Half of a Yellow Sun

Half of a Yellow Sun by Chimamamanda Ngozi Adichie was our book group choice for November. The novel came widely recommended as it won Adichie the 2007 Orange Broadband Prize for Fiction, following on from her first novel, Purple Hibiscus, which had been short listed for the Orange Prize.

Adichie is certainly a good writer who tells a story well, and it's a good story: one that shows how the ideals one believes in so ardently can wither and die, how love can blind us to faults, betrayal in all its forms and how people cope with loss. On the whole her characters are multi-faceted and 'grow' convincingly as events progress.

Olanna is the central character who, with her estranged twin sister, Kaniene, is an intelligent and well-travelled daughter of a rich Nigerian businessman. They are members of the Christian Igbo tribe of Nigeria. The pliant Olanna falls in love with Odenigbo, an educated man but a blustering idealist, whilst Kaniene falls for Richard, an insecure Englishman.

A key narrator is Ugwu, the houseboy, whose fortunes change when Odenigbo becomes his master; then adapt again when Olanna moves in to live with his master. And finally change very dramatically when war breaks out between the Muslim dominated forces of the north and the Igbo of the south.

None of us knew a great deal about the 1966 coup in Nigeria and the resulting Nigeria-Biafran war before reading this book – all remembered those heartrending photographs of malnourished children however – and so this formed quite a large part of our discussion.

We felt that Adichie's portrayal of the issues that surrounded the war - tribalism, nepotism, bribery and how war brutalizes – were spot on. It's a novel with a strong political message: Adichie admits that she wants to educate her readers about the Biafran war but also that she thinks only Africans should write these stories. Her parents' stories formed the backbone to this novel, which is all very fine, but Adichie doesn't mention that she has lived most of her own life in America. Somehow, that jars with her secondary message.

The characters and the fictional aspects of the story were woven through the true story (Adichie's view of it, anyway) of the violence, the blockades, the ethnic rivalry and the food shortages. She explains that although she fictionalized some places or names she could not let a character be changed by anything that had not actually happened: I agree that's a truthful way to approach such a story.

Adichie says that her main hope was that her novel should have 'emotional truth', an empathic human quality. And on the whole she's succeeded, most of her characters do. Her observance of the roles women are left to play during war are particularly shrewd and her descriptions of passionate love equally well-written.

The fact that the Olanna is an educated, middle class black woman was considered by everyone in the group as a welcome change. The character is believable and her reaction and response to the troubles that eventually befall her are too: initially she was a compliant character but became strong and decisive as a result of her trials.

Odenigbo was also a well rounded and believable character: he begins full of self-belief and conviction but as his ideals collapse, so does he too, into alcoholism and inefficiency. Ugwu, however, changes and grows in stature as the story progresses: he reacts to events and has a canny knack for survival. The role of master and protégé are eventually reversed.
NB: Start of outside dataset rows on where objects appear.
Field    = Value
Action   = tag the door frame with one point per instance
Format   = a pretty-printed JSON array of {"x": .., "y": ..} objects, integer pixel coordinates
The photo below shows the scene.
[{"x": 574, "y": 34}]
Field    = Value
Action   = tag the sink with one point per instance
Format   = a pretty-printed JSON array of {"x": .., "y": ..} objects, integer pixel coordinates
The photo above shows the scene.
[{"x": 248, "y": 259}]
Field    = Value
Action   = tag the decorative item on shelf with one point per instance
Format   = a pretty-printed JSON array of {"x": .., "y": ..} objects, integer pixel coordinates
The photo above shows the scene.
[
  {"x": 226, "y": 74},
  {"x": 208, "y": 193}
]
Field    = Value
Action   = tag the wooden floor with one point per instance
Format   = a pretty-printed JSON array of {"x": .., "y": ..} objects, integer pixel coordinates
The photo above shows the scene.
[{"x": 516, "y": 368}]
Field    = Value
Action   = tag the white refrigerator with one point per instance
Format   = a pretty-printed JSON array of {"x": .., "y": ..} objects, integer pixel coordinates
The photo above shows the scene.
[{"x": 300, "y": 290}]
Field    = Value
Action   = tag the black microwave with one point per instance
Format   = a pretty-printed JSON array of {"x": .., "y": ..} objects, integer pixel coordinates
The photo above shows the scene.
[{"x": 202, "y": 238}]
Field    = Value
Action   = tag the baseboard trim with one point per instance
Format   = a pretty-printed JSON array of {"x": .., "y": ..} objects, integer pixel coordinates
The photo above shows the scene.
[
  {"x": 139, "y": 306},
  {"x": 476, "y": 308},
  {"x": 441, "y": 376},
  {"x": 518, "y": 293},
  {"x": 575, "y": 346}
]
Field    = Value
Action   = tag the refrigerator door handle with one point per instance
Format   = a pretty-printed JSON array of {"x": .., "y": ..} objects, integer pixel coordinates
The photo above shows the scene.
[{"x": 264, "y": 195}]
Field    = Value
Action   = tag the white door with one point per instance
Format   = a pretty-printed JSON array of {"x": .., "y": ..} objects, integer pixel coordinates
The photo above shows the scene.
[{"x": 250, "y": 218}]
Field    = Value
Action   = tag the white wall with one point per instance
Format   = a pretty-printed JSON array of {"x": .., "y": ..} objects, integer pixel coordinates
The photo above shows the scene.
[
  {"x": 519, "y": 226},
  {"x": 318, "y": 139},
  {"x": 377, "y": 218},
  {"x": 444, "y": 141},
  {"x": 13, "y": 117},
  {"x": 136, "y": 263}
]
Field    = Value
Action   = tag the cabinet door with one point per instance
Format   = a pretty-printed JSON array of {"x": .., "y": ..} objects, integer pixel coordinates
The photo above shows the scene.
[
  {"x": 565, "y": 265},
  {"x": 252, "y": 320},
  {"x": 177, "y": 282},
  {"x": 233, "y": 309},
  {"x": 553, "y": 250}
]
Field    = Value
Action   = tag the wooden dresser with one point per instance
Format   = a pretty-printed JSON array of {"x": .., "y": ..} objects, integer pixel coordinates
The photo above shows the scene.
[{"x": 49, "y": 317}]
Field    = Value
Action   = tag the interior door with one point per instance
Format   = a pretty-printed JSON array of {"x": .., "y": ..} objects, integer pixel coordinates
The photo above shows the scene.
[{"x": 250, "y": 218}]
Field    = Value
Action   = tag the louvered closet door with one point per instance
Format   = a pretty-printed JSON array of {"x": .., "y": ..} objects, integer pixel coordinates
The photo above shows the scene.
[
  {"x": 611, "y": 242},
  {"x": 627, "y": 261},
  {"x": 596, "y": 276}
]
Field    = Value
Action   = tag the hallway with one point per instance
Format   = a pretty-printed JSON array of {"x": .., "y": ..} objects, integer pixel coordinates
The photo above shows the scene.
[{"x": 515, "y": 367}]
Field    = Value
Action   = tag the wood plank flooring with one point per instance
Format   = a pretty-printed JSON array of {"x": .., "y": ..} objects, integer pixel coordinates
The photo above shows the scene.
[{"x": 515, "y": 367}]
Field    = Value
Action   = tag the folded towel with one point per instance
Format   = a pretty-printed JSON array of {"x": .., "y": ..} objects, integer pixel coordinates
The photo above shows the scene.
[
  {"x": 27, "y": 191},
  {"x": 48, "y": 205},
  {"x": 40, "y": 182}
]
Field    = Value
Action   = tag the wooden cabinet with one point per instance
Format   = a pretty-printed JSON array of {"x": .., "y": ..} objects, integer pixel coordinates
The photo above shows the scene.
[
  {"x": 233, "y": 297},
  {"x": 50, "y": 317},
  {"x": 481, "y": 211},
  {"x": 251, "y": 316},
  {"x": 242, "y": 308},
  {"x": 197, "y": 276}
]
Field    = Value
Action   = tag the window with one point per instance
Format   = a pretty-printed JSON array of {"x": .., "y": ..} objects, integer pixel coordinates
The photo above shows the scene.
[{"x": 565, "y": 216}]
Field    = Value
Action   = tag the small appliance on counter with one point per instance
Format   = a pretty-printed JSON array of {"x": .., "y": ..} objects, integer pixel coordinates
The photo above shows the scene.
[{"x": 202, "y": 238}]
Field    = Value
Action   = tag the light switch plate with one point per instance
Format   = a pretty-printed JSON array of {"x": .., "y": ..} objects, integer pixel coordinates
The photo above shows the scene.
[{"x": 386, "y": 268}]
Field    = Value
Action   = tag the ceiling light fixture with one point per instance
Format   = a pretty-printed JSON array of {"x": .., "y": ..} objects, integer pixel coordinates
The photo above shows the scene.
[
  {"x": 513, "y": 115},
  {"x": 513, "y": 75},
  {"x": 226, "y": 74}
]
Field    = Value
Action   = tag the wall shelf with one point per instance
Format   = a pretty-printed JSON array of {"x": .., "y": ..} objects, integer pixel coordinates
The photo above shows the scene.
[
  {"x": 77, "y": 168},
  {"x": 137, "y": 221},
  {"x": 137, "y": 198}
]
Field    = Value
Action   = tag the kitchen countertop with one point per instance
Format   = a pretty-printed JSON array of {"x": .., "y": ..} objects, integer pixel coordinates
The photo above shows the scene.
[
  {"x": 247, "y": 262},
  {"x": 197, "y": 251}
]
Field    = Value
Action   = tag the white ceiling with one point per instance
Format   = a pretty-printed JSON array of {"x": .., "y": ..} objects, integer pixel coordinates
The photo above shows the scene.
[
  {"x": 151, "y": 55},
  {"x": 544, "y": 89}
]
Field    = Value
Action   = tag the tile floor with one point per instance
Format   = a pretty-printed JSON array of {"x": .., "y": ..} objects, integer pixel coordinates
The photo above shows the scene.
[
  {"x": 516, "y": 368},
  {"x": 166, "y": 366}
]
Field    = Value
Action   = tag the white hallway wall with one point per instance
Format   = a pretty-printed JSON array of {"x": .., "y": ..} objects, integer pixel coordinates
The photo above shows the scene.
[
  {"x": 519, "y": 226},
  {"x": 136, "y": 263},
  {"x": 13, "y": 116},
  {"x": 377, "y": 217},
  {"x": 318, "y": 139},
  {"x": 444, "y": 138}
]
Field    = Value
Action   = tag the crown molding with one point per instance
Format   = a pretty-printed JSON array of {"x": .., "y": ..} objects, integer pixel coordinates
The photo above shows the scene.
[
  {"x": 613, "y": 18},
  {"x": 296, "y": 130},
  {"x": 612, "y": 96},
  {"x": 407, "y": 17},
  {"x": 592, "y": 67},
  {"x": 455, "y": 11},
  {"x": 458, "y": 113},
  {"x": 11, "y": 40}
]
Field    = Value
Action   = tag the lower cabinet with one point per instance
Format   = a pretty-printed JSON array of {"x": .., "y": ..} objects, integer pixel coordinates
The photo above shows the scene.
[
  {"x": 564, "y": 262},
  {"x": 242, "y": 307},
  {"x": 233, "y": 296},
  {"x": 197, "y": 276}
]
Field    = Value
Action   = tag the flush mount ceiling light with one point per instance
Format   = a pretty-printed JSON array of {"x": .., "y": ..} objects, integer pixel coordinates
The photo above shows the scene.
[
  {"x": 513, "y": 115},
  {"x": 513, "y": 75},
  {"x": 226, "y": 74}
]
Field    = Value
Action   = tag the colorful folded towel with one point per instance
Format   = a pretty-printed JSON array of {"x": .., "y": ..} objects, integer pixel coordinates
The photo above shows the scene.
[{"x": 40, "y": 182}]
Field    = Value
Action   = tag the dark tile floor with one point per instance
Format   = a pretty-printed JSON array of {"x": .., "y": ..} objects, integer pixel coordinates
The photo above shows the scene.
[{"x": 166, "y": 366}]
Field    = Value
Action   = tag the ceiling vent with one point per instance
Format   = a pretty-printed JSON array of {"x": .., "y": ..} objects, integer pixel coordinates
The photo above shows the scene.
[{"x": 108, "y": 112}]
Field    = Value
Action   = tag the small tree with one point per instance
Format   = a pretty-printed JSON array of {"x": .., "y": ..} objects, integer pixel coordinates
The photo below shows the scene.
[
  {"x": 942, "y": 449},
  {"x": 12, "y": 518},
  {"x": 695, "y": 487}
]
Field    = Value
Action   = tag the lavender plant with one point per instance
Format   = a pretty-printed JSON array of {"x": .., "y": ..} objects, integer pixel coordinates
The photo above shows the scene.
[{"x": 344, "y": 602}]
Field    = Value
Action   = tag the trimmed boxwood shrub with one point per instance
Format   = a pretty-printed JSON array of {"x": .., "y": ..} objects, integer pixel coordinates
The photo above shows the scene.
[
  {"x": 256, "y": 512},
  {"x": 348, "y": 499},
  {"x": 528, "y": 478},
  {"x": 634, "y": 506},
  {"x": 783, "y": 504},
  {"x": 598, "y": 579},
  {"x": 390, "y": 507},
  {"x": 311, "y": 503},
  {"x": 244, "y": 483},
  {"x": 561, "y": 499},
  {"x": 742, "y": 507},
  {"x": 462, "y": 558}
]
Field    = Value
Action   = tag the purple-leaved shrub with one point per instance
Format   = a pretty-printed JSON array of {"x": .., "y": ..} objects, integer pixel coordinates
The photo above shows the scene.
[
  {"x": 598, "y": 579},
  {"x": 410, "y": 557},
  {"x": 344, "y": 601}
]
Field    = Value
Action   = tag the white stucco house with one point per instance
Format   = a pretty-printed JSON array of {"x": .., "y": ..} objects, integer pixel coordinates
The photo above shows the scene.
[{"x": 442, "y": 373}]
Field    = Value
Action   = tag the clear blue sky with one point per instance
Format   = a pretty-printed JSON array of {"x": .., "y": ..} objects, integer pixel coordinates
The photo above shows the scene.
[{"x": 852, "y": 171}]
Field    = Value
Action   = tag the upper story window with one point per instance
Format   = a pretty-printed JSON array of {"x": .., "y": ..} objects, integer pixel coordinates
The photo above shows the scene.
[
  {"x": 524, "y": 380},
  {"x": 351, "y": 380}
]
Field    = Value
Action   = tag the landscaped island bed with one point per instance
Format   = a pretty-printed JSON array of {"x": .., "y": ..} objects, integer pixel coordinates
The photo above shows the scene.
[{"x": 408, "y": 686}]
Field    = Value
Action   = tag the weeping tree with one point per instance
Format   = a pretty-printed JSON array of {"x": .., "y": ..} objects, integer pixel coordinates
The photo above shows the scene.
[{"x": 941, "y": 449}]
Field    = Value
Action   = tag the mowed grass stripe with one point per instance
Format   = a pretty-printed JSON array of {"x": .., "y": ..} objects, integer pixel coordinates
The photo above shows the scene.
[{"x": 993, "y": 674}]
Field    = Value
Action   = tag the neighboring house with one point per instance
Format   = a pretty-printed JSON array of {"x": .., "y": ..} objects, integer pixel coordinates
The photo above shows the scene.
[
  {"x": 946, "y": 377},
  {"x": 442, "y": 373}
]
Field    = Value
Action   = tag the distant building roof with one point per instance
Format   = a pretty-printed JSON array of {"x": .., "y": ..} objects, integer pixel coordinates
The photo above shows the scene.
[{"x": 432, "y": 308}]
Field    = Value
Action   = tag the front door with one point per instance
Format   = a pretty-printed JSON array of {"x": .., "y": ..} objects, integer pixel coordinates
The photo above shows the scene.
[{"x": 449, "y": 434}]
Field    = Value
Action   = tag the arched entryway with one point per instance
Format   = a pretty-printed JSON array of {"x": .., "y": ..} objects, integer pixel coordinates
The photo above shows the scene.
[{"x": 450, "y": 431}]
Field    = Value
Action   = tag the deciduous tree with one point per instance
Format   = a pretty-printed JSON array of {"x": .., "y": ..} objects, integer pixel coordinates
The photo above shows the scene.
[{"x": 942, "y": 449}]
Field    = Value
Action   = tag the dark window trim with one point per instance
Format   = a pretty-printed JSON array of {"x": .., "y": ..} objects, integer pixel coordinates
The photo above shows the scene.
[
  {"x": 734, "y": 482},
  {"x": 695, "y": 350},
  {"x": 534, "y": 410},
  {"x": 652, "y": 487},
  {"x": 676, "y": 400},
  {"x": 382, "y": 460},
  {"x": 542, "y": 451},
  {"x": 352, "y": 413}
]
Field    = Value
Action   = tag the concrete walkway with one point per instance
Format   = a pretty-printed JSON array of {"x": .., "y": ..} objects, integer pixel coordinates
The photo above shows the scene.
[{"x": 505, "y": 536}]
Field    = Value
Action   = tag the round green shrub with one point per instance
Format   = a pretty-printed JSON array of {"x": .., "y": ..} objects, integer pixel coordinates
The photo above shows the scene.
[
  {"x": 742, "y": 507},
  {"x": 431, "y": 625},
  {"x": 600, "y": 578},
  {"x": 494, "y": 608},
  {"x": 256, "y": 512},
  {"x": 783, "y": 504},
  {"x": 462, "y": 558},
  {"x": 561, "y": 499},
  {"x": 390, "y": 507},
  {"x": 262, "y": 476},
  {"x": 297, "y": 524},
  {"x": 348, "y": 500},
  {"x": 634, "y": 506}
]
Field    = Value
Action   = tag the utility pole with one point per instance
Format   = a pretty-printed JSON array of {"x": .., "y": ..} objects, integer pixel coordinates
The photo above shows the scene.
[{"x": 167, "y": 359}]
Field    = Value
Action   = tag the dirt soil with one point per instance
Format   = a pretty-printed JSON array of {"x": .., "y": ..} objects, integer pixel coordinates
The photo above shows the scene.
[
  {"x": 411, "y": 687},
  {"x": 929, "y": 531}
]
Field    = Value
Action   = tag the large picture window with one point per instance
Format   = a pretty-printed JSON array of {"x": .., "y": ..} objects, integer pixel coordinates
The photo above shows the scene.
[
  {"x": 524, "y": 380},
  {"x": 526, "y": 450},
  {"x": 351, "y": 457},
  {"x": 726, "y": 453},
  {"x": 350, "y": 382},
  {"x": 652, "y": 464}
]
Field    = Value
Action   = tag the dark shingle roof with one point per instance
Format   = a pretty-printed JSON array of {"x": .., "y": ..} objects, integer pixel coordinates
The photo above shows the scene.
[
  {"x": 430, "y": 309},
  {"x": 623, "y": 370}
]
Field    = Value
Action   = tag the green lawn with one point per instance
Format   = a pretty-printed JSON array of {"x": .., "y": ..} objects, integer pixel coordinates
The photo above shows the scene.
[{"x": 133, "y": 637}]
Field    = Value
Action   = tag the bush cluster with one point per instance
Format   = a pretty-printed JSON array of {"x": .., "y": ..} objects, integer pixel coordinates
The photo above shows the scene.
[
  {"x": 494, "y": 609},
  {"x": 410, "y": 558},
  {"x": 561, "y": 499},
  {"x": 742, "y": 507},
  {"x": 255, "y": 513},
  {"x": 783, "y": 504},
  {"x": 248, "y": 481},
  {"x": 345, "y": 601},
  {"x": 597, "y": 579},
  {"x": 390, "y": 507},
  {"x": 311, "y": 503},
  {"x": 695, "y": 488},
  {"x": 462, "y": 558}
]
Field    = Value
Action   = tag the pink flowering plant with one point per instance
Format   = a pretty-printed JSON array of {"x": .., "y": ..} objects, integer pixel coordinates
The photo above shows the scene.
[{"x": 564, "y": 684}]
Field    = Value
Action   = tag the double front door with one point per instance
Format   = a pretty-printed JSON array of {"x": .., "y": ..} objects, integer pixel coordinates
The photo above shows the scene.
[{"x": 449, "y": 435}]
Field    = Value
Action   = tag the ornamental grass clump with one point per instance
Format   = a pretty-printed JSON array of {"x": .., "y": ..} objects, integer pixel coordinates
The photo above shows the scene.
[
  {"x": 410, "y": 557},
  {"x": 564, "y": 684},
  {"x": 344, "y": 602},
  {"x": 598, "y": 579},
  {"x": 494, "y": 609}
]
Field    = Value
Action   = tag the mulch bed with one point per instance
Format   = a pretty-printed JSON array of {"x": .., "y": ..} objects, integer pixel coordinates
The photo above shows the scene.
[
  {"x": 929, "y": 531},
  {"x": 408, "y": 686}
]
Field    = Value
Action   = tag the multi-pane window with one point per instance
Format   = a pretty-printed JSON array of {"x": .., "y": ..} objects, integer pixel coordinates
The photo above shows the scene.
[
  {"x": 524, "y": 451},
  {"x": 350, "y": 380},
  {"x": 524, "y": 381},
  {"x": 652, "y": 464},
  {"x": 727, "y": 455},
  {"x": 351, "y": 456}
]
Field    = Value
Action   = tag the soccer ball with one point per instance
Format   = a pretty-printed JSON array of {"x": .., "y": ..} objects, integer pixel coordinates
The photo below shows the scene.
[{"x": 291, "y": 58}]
However, not all the groupies thought the character Kainene was convincing and everyone felt that Richard was contrived; stereotypical and considered by all to be the weakest character. Mohammed, another bit player, was also singled out as the token good Muslim character.

Adichie uses time shifts to keep the reader's interest – which some felt worked, others didn't - and devices to keep them guessing, which work less well. One device was the keeping of a child's parentage a mystery: everyone considered this arbitrary (though felt it was cleverly constructed) and for which no-one could see any point. However, the quotations from a book that one character was writing – and the eventual outcome – we all agreed was cleverly done.

Everyone in the book group enjoyed the novel but few of the group found the book riveting; there was a surprising lack of passion for it. Perhaps it was because the book was just too long: most of those who were not able to read it at one sitting found they were not champing at the bit to get back to it. Those of us who read it at one go – I was on holiday so could indulge myself – enjoyed it more.

But there was real interest in the historical setting of the novel and in Adichie's plea that the atrocities of this war should not be forgotten, "May we always remember": we've heard this before, but it's none the less applicable.